- Battle of Laodicea (1147): Part of the Second Crusade
| Date | 16 November 1147 |
| Location | Laodicea on the Lycus, Turkey |
| Result | Seljuk victory |

Belligerents
- Holy Roman Empire: Sultanate of Rum

Commanders and leaders
- Otto of Freising Bernard of Carinthia †: Unknown

Strength
- Unknown: Unknown

Casualties and losses
- Heavy: Unknown

= Battle of Laodicea (1147) =

The Battle of Laodicea was a military engagement during the Second Crusade. The German contingent led by Otto of Freising was ambushed and destroyed near Laodicea by the Seljuk Turks.

==Background==
German King Conrad III crossed Anatolia with his army. The German army was divided into two, one led by Conrad, which had the knights and infantry, and the second force led by brother of the king Bishop Otto of Freising, which consisted of infantry and camp followers. The second contingent was to take the coastal road. On 25 October 1147 Conrad's division was ambushed by the Seljuks at Dorylauem. The German force was destroyed and the king was wounded, forcing him to retreat back to Byzantine lands.

==Battle==
Otto's division took the coastal route through the Aegean Sea. They turned to Alaşehir where they arrived at Meander River. The Germans did not have proper boats to cross the river, so they were forced to pass by themselves, which weakened and exhausted their forces. They headed towards Laodicea up to Gediz River hoping to rest and gather supplies there. However the Germans were ambushed by the Seljuks, inflicting heavy losses on them. Count Bernard of Carinthia was killed alongside the majority of his men.
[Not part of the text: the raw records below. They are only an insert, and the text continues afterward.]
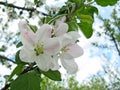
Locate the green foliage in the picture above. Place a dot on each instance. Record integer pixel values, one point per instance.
(86, 29)
(27, 81)
(18, 60)
(79, 16)
(106, 2)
Otto was forced to retreat to the coast, marching towards Antalya. The Germans faced exhaustion, starvation, and thirst, forcing them to kill their horses and cattle. Seeing this, the Seljuks attacked them again. Showing no sign of resistance, only a handful of men survived and reached Antalya. Otto reached Antalya and traveled to Jerusalem by sea, while others slowly made their way to the Levant using coastal roads.